Yield Execution (NEP 516 / NEP 519)

saketh-are commented 9 months ago

NEPs: near/NEPs#516 near/NEPs#519

The following branches contain a basic prototype of yield execution supporting the chain signatures use case:

nearcore: https://github.com/saketh-are/nearcore/tree/yield_resume_v0
near-sdk-rs: https://github.com/saketh-are/near-sdk-rs/tree/mpc_contract_v0

To test out the chain signatures contract:

Build neard and run localnet.
Build mpc_contract from near-sdk-rs/examples.
Create a new account mpc.node0 on localnet: env NEAR_ENV=localnet near create-account "mpc.node0" --keyPath ~/.near/localnet/node0/validator_key.json --masterAccount node0.
Additionally create accountsrequester.node0 and signer.node0.
Deploy the contract code: env NEAR_ENV=localnet near deploy "mpc.node0" <path/to/mpc_contract.wasm>
Submit a signature request env NEAR_ENV=localnet near call mpc.node0 sign '{"payload" : "foo"}' --accountId requester.node0. Observe that the request will hang.
From a separate terminal, use env NEAR_ENV=localnet near call mpc.node0 log_pending_requests --accountId signer.node0 to see the data id for the pending request. In a real use case, the signer node will monitor the contract via indexers to get this information.
Submit a "signature" via env NEAR_ENV=localnet near call mpc.node0 sign_respond '{"data_id":"<data id here>","signature": "sig_of_foo"}' --accountId signer.node0
In the original terminal, observe that the signature request returns with "sig_of_foo_post".
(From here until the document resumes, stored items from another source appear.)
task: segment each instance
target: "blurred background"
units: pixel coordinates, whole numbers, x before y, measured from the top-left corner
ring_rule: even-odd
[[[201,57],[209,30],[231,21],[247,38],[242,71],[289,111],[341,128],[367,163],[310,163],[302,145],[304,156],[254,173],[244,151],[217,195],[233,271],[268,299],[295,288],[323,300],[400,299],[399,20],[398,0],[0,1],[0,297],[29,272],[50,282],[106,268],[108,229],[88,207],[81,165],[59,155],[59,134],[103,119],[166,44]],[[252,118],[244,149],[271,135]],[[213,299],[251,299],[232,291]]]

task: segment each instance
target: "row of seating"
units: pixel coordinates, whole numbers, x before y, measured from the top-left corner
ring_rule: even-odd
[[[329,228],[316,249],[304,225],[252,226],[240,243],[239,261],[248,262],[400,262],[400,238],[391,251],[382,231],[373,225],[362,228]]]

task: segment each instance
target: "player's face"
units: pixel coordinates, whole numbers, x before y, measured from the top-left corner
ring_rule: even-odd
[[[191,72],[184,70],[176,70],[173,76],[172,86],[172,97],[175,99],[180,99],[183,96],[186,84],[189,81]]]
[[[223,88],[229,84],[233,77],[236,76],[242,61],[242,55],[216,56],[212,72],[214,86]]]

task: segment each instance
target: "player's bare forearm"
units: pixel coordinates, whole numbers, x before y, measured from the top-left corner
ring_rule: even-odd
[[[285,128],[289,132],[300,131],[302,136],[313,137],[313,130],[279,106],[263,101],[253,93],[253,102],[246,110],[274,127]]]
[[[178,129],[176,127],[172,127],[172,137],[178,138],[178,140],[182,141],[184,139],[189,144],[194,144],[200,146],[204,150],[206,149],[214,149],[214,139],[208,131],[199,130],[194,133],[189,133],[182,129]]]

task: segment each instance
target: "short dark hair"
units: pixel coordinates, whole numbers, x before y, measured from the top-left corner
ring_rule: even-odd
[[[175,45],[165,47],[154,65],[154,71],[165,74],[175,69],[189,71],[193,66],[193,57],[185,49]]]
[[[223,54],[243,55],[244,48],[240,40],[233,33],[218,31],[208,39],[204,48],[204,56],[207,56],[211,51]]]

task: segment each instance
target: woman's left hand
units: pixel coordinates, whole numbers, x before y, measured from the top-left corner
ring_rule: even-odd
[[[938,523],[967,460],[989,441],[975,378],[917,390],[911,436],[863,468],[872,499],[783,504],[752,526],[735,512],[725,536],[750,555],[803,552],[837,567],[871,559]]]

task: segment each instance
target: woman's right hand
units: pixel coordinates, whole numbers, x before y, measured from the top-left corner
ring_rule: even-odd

Note that steps 6-8 are a bit time-sensitive at the moment. If the call to sign in step 6 doesn't receive a response from step 8 within roughly a minute, you'll eventually see a message Retrying transaction due to expired block hash.

Remaining work includes:

### Tasks
- [x] Implement timeouts
- [x] Ensure that the caller for `promise_data_yield` is the only one that can call `promise_submit_data`
- [x] Ensure that `promise_submit_data` cannot be used with data ids not created by `promise_data_yield`
- [x] Ensure the case where `yield_resume` is called within the same transaction as `yield_create` works correctly
- [x] Rework the implementation on the nearcore side to avoid creating a new Action type
- [x] `gas` argument for `promise_yield_create` should be accompanied with the `gas_weight` argument
- [x] Simplify trie state to just yield queue plus postponed action receipts
- [ ] Ensure gas costs are charged properly, including a new cost parameter for postponing a receipt
- [x] Implement resharding logic for yielded promise queue
- [x] Determine an acceptable value for the timeout length
- [ ] Tests: feature gating works as expected
- [x] Tests: functionality works as expected (i.e. see various "ensure" steps above – all of these should be tested)
- [ ] Check if profile entries related to yield/resume need to be excluded from the profiles while this functionality ain't stable
- [x] The error should be the same for all different failure modes of `yield_submit_data_receipt`
- [x] Look into "Retrying transaction due to expired block hash"
- [ ] Look into integration with the higher-level Promises API in near-sdk-rs

walnut-the-cat commented 9 months ago

can we link PRs for listed tasks to this tracking issue?

saketh-are commented 9 months ago

I have a couple of draft PRs I'm continuing to iterate on:

https://github.com/near/nearcore/pull/10415 for the nearcore changes
https://github.com/near/near-sdk-rs/pull/1133 for the rust sdk changes and test contract

I don't anticipate having separate PRs for each subtask since it won't make sense to merge this until we have all the details right.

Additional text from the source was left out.